New York City Mayor Mike Bloomberg and the city's police commissioner arrived Sunday together with a ranking Congressman to show solidarity with Israel’s besieged southern residents.
Police Commissioner Ray Kelly, U.S. Congressman Gary Ackerman (D-NY), Chairman of the House Subcommittee on the Middle East and South Asia and Mayor Bloomberg boarded a plane bound for Israel late Saturday night.
The three men are scheduled to tour the rocket-battered cities of Sderot and Ashkelon on Sunday.
Their visit had been kept secret due to security precautions. Bloomberg, who said he plans to visit New Yorkers who have moved to Israel, left New York after police forces spent the day redirecting traffic and managing a crowd of hundreds of anti-war demonstrators.
The protest flooded the city streets for blocks, chanting “Free Palestine” and calling the operation a “massacre.” Police maintained control of the crowd, which began with a 1:00 pm. rally in Times Square in midtown Manhattan.
Protestors then took to the sidewalks of Second Avenue and marched across the city to the Israeli Consulate, located near the United Nations building in downtown New York.

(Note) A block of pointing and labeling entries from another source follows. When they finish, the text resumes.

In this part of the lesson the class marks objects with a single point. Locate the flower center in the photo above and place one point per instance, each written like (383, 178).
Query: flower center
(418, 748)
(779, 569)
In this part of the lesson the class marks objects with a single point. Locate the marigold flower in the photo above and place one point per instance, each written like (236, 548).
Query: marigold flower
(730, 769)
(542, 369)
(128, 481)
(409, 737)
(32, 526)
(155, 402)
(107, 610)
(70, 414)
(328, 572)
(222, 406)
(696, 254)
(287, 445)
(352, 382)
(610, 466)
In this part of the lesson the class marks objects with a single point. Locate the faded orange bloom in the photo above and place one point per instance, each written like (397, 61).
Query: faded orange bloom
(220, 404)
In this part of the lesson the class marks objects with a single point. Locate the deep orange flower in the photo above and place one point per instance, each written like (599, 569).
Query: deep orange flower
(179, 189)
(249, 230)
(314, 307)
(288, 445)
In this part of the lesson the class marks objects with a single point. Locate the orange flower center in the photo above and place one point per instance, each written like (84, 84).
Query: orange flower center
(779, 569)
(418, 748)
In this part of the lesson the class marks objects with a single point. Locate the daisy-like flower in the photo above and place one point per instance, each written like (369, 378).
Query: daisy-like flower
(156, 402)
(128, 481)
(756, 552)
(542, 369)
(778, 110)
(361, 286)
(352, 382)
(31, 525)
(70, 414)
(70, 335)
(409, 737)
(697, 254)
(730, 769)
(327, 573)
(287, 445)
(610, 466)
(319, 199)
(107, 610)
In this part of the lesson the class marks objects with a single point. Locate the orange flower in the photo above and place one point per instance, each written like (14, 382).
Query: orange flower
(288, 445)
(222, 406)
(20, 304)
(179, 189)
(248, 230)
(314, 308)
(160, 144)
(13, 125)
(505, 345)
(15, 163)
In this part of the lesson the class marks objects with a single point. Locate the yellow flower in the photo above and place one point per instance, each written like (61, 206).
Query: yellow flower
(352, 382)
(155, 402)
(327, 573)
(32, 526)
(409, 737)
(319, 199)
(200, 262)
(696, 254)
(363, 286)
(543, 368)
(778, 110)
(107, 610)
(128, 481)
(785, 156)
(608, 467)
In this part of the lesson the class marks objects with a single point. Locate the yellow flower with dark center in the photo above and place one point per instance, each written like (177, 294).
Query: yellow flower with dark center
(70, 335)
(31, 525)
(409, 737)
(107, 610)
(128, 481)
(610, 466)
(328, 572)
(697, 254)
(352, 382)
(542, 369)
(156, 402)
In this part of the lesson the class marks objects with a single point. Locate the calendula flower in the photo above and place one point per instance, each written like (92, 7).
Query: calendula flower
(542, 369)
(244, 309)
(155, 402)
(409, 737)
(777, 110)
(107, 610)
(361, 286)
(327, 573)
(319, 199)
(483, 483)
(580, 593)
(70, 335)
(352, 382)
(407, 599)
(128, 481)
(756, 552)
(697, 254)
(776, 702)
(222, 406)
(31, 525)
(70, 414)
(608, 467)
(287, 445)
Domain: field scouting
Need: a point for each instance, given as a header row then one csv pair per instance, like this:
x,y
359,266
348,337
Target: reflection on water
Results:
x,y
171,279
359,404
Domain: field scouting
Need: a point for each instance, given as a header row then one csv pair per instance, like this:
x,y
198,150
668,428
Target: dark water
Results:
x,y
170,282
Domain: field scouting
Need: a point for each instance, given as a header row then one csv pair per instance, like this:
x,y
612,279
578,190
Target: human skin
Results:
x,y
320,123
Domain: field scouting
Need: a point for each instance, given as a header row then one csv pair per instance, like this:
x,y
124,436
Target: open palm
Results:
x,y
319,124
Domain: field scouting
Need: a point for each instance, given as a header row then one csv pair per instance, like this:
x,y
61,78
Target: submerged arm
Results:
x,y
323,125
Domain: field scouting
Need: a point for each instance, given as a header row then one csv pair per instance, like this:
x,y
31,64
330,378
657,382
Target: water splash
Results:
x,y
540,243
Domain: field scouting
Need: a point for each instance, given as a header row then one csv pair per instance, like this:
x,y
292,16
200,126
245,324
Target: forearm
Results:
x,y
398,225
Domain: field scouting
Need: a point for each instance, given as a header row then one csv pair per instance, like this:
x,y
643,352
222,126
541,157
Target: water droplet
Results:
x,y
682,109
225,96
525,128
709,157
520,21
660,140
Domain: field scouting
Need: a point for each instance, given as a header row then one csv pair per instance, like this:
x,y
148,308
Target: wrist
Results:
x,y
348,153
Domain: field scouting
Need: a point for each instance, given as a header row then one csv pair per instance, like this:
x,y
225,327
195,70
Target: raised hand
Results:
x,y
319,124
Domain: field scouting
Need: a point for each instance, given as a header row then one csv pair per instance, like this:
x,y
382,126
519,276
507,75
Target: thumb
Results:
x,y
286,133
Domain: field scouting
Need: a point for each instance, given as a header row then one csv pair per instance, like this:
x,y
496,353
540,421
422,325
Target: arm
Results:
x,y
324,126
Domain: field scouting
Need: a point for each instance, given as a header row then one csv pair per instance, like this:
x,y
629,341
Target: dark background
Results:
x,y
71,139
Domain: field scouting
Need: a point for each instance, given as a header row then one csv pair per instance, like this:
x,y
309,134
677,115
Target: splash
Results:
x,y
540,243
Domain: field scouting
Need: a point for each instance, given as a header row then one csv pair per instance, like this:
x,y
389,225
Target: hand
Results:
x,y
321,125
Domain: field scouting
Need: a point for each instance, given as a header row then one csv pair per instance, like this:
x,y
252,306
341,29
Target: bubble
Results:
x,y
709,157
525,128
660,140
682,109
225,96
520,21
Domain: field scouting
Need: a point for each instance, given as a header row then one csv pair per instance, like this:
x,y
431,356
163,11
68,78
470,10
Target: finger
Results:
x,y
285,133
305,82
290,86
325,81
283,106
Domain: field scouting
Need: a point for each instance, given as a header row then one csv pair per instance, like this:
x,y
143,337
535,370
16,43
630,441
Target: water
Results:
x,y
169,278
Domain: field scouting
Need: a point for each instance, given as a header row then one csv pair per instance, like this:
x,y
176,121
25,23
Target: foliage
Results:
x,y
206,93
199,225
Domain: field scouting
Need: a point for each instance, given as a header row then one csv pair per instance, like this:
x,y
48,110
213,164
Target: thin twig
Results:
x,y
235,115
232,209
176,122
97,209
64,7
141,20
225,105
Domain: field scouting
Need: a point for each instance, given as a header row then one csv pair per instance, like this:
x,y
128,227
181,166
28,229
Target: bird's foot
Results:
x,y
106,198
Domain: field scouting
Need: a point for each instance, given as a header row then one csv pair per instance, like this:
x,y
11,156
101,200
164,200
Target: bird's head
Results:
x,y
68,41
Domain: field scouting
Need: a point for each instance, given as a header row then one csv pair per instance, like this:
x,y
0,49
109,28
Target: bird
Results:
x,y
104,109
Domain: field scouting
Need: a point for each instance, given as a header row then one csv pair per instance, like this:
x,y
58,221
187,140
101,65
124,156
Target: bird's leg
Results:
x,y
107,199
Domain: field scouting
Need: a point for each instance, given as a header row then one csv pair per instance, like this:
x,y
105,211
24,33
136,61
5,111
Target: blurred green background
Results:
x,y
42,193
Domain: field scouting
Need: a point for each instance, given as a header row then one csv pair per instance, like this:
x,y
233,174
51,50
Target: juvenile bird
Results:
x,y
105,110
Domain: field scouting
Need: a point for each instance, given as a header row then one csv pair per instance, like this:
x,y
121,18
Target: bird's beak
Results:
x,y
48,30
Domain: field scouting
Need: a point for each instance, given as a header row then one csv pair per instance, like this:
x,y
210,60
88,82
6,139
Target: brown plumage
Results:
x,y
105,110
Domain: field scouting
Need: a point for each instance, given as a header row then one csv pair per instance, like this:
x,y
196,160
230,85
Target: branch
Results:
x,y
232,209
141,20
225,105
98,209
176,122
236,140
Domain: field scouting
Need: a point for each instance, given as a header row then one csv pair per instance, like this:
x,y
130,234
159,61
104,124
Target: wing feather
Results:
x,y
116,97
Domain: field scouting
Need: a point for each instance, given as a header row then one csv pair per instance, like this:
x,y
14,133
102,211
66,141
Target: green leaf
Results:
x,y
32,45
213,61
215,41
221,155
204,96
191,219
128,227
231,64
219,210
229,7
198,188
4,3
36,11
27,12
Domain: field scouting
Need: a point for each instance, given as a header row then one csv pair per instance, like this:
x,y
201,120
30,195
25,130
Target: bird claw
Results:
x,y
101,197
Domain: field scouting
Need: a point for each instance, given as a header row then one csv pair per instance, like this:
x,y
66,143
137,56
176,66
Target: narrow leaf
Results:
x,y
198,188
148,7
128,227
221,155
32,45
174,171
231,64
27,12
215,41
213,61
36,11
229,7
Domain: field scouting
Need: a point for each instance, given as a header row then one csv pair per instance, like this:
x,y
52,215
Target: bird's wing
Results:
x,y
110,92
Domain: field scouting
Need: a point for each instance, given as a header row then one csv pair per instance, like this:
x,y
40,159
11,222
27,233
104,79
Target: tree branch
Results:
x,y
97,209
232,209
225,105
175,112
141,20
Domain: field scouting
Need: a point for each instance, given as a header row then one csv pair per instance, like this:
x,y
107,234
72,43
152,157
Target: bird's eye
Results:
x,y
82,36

Rallies were also reported in other major cities around the United States, as well as in most major cities around the world and in Tel Aviv, where a thousand Israelis gathered in Rabin Square to protest the war. Some 600 counter-demonstrators rallied nearby to express their support for IDF soldiers and the residents of the south they were protecting as they entered Gaza Saturday night.